Re: it\'s all about timing

[full-disclosure () lists netsys com (full-disclosure () lists netsys com)]

-----BEGIN PGP SIGNED MESSAGE-----
Hash: SHA1

I keep re-reading this and all I get out of it is, the vendor is doing the customer an enormous favor by allowing them 
to report a problem with their product.

Why does this stick in my throat?

"it will be easier for people to report vulnerabilities to them"

Is that so? Who is doing who the favor. Someone who spends hundereds of dollars or thousands of dollars and finds a 
problem in that vendors product. Or the vendor for allowing you, the customer, to buy their product?
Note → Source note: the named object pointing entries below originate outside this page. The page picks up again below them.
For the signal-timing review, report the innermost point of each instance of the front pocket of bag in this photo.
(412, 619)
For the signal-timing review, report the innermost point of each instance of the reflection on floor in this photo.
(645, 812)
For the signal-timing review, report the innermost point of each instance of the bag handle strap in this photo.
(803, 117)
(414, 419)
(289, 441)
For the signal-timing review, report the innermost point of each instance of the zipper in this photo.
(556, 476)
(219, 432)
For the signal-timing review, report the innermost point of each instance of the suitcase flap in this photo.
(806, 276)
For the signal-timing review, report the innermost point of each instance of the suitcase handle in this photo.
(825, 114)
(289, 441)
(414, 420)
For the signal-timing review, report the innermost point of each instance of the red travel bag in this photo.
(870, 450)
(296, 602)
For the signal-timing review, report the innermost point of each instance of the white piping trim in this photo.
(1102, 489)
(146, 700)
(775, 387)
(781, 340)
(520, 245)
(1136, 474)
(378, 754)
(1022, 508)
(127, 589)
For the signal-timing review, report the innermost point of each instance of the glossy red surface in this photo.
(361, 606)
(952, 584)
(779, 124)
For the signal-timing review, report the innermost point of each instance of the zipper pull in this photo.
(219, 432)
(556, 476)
You should be 
honored by giving your hard earned money to me the vendor. Here take my product and tough shit if it doesn't work well.

How about fuck the vendor. Find a bug, post away 0-day? Or give me money back for the defective product you sold me 
plus compensation for the time and effort it took me to fix the problems your software did on my machine.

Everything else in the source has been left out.